Pity the drivers in Sunday's Malaysian Formula One Grand Prix if the safety car is called out

Analysis: F1 Suffers Malaysian Heat

That, and the pitstops, will make for an agonising experience in Sepang, where track temperatures regularly exceed 40 degrees Celsius - the cockpit can reach 50 degrees - and humidity can reach 90 percent.

For an hour and a half on Sunday afternoon there will be nowhere to hide. Anything that slows a driver down, such as the safety car, merely piles on the pain.

"You want a very fast race, no safety cars and just get it over and done with," says Williams' Australian Mark Webber, who has yet to finish a race at Sepang in three attempts.

"When you stop for a pitstop you might think that's nice but it's just the worst thing you can do because of the heat, there's so much heat around the pitstops. When you're behind the safety car as well it can be extremely hot."

At other circuits, particularly in Europe, roaring down the straights allows a driver the time to gather composure and cool down.

Bahrain, an addition to the calendar last year, and this season's newcomer Turkey are also hot races but neither have the humidity factor.

"There's no escape, it's just the heat. Your chest, your head, how hot everything gets. You're just screaming for something a bit cooler from somewhere but there is no place to hide," said Webber.

Water Problem

In Malaysia, heat fatigue and dehydration are real dangers.

"This is the only circuit where you drive and you can feel the hot air coming into the helmet, it's really strange," said Briton Jenson Button, who took the first podium of his career for BAR in Malaysia last year. "It makes it quite difficult to breathe.

"It's the only circuit where you feel that you could be getting a sun tan through your suit. You can feel the heat through your suit."

Drivers can lose up to four litres of fluid during the race and a malfunctioning water bottle can have as much impact on performance as anything mechanical.

Two years ago, Button's did not work and it is not an experience he does not want to repeat.

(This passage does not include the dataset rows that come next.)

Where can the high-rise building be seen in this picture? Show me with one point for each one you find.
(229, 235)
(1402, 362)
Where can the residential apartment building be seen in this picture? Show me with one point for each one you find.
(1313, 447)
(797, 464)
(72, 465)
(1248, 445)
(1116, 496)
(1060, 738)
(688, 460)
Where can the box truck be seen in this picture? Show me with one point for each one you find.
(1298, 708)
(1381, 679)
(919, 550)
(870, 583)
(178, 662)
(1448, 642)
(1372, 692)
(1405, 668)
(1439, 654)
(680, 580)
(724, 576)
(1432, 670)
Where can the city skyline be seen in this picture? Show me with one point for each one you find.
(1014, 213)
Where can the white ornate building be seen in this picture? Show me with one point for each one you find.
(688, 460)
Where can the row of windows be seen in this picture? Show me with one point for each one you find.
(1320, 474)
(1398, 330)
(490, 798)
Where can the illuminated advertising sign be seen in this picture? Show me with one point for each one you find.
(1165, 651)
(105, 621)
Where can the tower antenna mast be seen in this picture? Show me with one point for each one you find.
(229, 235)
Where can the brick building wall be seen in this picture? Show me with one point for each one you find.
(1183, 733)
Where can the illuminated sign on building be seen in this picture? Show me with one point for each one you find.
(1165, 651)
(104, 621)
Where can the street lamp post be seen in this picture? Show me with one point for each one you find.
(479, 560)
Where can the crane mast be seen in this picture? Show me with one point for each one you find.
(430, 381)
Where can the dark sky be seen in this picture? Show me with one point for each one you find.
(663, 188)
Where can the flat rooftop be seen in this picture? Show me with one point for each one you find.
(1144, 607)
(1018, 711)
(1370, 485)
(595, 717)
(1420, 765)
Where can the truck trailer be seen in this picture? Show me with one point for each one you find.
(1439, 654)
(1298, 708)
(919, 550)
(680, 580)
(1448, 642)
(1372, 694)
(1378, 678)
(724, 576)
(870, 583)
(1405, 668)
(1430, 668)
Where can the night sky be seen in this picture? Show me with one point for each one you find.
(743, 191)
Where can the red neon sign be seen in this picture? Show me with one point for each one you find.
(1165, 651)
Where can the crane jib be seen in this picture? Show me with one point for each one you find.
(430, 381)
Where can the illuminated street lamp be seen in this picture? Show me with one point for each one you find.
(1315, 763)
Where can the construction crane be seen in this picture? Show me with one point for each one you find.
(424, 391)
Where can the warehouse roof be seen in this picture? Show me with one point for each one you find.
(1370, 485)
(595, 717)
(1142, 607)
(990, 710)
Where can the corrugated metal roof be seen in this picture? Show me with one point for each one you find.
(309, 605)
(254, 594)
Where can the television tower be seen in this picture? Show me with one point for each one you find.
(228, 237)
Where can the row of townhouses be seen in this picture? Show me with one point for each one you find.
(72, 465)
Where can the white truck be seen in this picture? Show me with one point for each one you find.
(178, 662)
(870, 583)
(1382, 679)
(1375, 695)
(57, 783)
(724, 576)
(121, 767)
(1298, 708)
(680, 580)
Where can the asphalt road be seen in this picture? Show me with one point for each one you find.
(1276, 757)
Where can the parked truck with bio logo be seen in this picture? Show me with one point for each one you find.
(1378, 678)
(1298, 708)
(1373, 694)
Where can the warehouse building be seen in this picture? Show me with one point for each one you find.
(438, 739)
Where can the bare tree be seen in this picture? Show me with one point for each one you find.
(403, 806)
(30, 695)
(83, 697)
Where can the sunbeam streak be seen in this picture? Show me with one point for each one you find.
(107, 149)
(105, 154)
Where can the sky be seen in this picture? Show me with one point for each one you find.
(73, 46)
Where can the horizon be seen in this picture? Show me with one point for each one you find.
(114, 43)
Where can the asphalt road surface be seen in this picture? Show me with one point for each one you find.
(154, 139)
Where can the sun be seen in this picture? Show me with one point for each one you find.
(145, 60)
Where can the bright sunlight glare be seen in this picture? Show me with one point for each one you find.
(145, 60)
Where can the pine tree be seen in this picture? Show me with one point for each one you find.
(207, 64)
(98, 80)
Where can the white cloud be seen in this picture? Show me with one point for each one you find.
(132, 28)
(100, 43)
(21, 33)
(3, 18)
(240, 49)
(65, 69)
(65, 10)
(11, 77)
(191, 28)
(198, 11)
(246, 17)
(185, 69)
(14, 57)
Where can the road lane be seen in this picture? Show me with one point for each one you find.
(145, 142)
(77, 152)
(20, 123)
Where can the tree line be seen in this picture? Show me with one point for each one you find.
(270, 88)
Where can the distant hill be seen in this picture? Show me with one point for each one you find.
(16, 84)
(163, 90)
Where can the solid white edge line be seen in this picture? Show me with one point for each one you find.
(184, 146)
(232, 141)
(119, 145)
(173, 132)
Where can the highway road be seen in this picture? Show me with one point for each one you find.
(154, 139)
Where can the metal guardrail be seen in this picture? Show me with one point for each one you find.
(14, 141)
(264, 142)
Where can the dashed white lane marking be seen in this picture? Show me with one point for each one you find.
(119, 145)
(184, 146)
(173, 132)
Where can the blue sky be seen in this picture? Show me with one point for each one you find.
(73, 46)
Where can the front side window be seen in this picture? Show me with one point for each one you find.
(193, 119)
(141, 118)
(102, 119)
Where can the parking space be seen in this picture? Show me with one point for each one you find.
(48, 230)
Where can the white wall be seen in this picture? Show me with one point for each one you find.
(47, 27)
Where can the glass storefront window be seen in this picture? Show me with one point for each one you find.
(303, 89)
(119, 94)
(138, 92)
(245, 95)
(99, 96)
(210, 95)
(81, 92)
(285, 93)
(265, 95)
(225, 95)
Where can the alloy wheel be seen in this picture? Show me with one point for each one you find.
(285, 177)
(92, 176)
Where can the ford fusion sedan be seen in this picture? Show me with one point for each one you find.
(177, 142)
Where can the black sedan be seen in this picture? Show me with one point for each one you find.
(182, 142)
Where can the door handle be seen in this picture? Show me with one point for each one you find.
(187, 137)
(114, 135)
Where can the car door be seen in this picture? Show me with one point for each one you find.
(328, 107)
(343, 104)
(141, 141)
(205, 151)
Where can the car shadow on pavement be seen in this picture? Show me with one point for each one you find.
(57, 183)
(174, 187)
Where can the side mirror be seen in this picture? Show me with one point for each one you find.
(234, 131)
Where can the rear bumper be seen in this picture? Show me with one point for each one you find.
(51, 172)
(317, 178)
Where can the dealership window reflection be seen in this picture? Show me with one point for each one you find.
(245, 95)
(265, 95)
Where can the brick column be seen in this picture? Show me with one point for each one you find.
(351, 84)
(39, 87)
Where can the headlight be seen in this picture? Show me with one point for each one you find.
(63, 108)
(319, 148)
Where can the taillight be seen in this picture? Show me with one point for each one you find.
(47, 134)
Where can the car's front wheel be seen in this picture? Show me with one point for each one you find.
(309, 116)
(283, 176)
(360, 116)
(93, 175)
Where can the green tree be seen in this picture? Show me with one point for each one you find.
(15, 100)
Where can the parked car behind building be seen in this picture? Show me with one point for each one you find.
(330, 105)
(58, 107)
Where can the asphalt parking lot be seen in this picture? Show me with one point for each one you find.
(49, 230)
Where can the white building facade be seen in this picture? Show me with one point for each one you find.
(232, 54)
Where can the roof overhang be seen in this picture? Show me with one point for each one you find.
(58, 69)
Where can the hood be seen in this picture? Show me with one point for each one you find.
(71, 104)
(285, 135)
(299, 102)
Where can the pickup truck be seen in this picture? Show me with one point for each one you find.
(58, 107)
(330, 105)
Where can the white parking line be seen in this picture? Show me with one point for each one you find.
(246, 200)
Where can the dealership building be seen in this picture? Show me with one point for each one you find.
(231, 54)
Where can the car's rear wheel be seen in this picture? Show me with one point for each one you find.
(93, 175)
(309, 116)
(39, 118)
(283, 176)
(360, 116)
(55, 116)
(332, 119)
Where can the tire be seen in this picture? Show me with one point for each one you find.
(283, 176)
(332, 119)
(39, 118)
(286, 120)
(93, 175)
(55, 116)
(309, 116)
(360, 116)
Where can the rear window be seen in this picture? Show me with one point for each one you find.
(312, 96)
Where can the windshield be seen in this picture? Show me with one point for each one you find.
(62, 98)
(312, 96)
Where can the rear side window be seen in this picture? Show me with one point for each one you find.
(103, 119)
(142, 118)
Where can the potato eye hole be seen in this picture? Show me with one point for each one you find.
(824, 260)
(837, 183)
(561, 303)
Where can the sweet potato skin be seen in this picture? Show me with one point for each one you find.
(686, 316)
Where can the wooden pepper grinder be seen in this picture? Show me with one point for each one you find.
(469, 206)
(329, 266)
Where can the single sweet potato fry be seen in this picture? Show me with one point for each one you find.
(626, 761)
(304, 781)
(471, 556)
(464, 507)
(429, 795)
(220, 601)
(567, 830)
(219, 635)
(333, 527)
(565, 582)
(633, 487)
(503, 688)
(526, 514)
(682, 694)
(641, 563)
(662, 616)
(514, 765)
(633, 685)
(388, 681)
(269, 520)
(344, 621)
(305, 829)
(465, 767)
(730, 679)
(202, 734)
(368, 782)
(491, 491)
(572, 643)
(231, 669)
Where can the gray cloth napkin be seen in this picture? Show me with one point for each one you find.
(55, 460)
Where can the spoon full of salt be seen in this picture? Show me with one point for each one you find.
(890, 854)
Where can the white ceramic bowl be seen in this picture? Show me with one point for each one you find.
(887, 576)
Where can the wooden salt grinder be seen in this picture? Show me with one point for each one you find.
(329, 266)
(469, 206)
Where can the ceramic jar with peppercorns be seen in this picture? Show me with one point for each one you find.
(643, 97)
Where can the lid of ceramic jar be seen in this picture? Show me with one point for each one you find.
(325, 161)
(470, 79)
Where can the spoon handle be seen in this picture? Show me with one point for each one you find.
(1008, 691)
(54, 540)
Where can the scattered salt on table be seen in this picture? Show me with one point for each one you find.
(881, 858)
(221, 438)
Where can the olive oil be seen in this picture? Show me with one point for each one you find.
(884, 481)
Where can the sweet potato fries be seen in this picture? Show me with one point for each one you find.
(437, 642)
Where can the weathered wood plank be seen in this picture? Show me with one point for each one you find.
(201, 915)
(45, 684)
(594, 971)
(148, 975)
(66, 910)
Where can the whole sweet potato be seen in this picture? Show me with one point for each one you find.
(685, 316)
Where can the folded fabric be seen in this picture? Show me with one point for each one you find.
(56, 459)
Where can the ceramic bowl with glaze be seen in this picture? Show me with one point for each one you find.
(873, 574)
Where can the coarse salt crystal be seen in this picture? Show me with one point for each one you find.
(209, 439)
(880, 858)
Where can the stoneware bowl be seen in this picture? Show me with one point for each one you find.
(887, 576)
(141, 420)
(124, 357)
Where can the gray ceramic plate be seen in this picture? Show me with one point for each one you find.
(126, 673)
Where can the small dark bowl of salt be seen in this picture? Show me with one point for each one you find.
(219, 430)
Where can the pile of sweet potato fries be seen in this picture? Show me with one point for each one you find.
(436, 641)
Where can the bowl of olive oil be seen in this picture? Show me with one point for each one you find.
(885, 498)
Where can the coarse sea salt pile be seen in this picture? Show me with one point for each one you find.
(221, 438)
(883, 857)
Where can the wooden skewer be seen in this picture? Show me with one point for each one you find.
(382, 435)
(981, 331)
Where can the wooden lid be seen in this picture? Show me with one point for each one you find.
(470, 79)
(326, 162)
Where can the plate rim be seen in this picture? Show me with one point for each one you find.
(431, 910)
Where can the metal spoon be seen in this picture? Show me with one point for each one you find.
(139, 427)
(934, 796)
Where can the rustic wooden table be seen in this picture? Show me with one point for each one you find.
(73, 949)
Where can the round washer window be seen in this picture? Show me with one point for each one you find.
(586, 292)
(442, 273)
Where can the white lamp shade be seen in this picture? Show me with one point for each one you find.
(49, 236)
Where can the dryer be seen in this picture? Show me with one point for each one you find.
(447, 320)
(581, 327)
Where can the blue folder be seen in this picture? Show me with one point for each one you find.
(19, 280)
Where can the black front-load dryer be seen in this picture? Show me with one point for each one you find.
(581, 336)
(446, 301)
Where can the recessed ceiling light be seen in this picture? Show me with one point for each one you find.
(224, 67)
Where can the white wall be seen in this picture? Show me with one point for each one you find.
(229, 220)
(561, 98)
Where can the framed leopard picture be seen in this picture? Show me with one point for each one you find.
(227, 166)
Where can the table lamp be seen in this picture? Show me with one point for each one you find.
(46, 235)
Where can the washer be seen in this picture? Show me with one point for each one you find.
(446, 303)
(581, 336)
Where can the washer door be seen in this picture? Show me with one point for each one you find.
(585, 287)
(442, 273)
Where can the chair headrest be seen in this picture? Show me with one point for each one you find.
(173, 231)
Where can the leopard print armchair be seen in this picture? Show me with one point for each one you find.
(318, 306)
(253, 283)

"I lost my water bottle and just couldn't get any drink at all. I was so wet I started shivering for the last 20 laps of the race, it was pretty scary," he said. "Then your vision starts going after that, you dehydrate."

Even when there is a steady supply of fluid, there is not a lot of comfort.

"The problem is keeping it cold," said Button. "It's like drinking tea after three laps. You get past the cool bit which is in the pipe and then it's boiling water."